Guest Tools are helpers added after the VM/OS has been installed. With VMware, for example, install VMware Tools on workstation menu (this is available as an ISO file). A clone is a copy of an existing virtual machine. Changes made to a clone do not affect the parent virtual machine. Changes made to the parent virtual machine do not appear in a clone.

A snapshot is a point-in-time copy of the virtual machine. File-Level backups are incremental backups of virtual machines. An image backup is an online backup of the virtual machine(s). Virtual disk limits are based on the virtual machines used. The following table shows the maximums for VMware vSphere 5.1:

A VLAN makes it possible for VNIC to communicate with other network devices. The Virtual NIC needs an IP address, subnet mask, and default gateway values the same any physical NIC would.

Virtual Resource Migration

Before migrating to a virtual platform, it is important to plan carefully. Not every physical server is a perfect candidate for migration. You need to create a baseline. Try not to overprovision or underprovision. Know that migration will entail some downtime and plan for the least disruption possible. With online migration, the source computer stays up during migration. With offline migration, the source computer taken offline during migration.

Reasons for migrating can include performance issues, testing needs, upgrading existing systems, and better resource utilization. The three possible migration types are:

• Physical to Virtual (P2V) — from a physical to virtual
• Virtual to Virtual (V2V) — from one virtual to another
• Virtual to Physical (V2P) — from a virtual to a physical

‍Virtualization in a Cloud Environment

Virtualization simplifies the sharing of resources and it is possible to share almost any resource: the processor, the disk, network, memory, etc.

Elasticity offers the ability to scale up resources as needed and it has a number of other benefits that go along with it: the time to service — the mean time to implement — is quicker inside rather than outside the virtual model, resource pooling is possible as are multitenant models, it is scalable not only up but also down, and applications are both available and portable.

Using network and application isolation it is possible to increase security and control resources. When planning isolation, think of security, chargeback, etc. Infrastructure consolidation can range from SaaS to IaaS and allow multiple machines to run on the same host.

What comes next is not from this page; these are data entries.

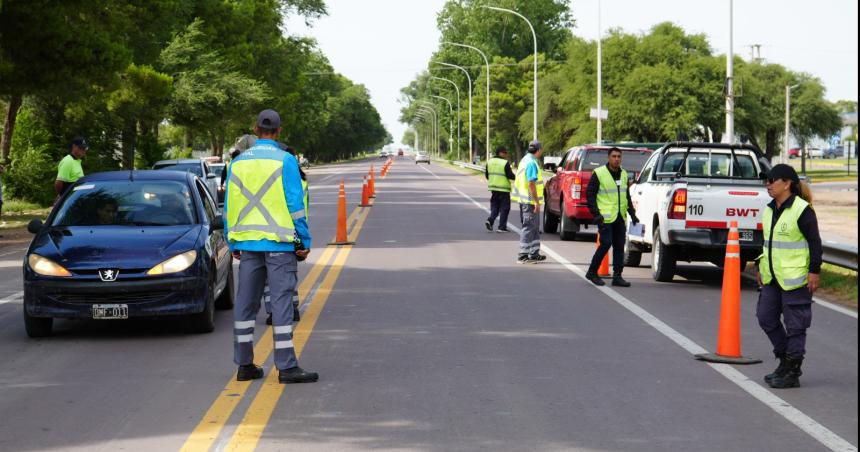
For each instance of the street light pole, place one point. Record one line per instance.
(456, 88)
(534, 39)
(788, 89)
(487, 64)
(450, 118)
(469, 78)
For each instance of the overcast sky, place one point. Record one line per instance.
(383, 44)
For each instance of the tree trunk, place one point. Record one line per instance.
(9, 127)
(129, 139)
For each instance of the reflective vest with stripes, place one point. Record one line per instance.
(257, 204)
(611, 198)
(787, 249)
(498, 180)
(520, 192)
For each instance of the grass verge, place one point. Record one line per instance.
(838, 284)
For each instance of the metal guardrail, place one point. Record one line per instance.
(840, 254)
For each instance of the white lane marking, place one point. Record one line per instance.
(821, 433)
(431, 172)
(12, 298)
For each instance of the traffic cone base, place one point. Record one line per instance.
(729, 332)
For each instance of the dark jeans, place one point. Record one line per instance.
(500, 206)
(611, 236)
(795, 306)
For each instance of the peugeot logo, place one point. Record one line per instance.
(108, 274)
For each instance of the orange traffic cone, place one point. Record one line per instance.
(729, 333)
(365, 194)
(603, 270)
(341, 237)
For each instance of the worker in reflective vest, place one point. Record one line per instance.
(265, 212)
(528, 191)
(608, 198)
(788, 273)
(499, 176)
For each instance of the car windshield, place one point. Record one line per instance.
(127, 203)
(187, 167)
(630, 160)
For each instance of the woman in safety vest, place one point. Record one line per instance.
(788, 272)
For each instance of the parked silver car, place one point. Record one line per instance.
(198, 167)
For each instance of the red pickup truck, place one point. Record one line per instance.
(566, 209)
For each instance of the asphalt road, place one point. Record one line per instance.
(428, 336)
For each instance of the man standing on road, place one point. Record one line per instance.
(499, 176)
(609, 202)
(69, 170)
(528, 191)
(264, 211)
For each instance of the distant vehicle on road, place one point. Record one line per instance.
(686, 196)
(566, 206)
(129, 244)
(198, 167)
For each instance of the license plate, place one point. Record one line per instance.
(110, 311)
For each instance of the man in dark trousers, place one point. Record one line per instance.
(608, 197)
(499, 176)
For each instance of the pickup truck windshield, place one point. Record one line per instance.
(630, 160)
(709, 163)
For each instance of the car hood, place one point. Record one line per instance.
(93, 247)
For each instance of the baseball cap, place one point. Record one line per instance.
(784, 172)
(269, 119)
(81, 142)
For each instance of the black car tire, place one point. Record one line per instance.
(569, 227)
(632, 254)
(225, 300)
(204, 322)
(550, 220)
(663, 262)
(38, 326)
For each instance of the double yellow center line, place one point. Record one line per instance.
(248, 432)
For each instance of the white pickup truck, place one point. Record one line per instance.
(686, 196)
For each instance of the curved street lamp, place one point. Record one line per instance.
(469, 78)
(487, 64)
(456, 88)
(534, 38)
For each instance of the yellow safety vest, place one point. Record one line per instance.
(612, 197)
(498, 180)
(520, 192)
(257, 206)
(787, 249)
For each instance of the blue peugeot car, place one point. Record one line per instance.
(129, 244)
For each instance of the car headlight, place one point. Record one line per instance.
(46, 267)
(174, 264)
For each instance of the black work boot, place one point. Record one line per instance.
(596, 280)
(790, 377)
(297, 375)
(779, 369)
(617, 280)
(249, 372)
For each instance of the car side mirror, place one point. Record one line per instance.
(34, 226)
(218, 223)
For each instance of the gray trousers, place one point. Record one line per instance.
(255, 268)
(530, 232)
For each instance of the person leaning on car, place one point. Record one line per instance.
(264, 211)
(69, 170)
(608, 196)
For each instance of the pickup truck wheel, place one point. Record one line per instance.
(663, 261)
(569, 226)
(550, 220)
(632, 255)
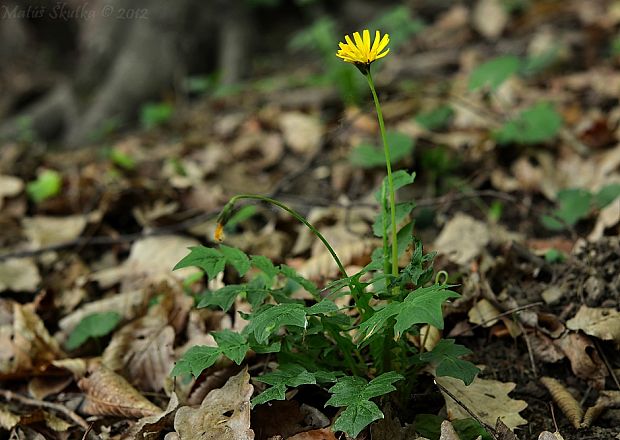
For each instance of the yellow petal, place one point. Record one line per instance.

A virtual datacenter appears the same as a physical datacenter from an administration standpoint and features elasticity, scalability, etc. A big benefit of the virtual center is that it can employ a pay-as-you-go model.

Virtual Components

There are a number of terms to know related to virtualization for this topic:

Virtual NIC: While software only, it allows interaction with other devices on network and has MAC/IP address, network configuration settings, etc.

Virtual HBA: Enables a single physical Fibre Channel HBA port to function as multiple logical ports, each with its own identity.

Virtual Router: Software only, but acts like hardware router.

Shared Memory: Virtual memory settings can be changed as needed. This can usually be configured as a static value or dynamically.

Virtual CPU: It is installed on the guest virtual machine and appears the same as a physical CPU. A vCPU is also known as a virtual processor.

Shared storage: Can be done on SAN, NAS, etc. Virtual machine sees only "physical disk."

Clustered storage: Using multiple devices can increase performance. Microsoft Clustering Services would be an alternative to this.

NPIV(N_port ID Virtualization): Multiple hosts share the same physical fibre channel port ID. This is used for High Availability with a SAN.

While not appearing in the CompTIA list, know that the word emulator is tossed around often. The word is often used synonymously with hypervisor but they aren't exactly the same. While the hypervisor can support multiple OSs, technically an emulator appears to work the same as one specific OS. It is helpful to keep this difference in mind.

Summing It Up

There are seven domains on the CompTIA Cloud+ certification exam (CV0-001) and this month we walked through the topics covered by the second one. Next month, the focus will move to the third domain, Infrastructure, and what you should know about it as you study for the exam.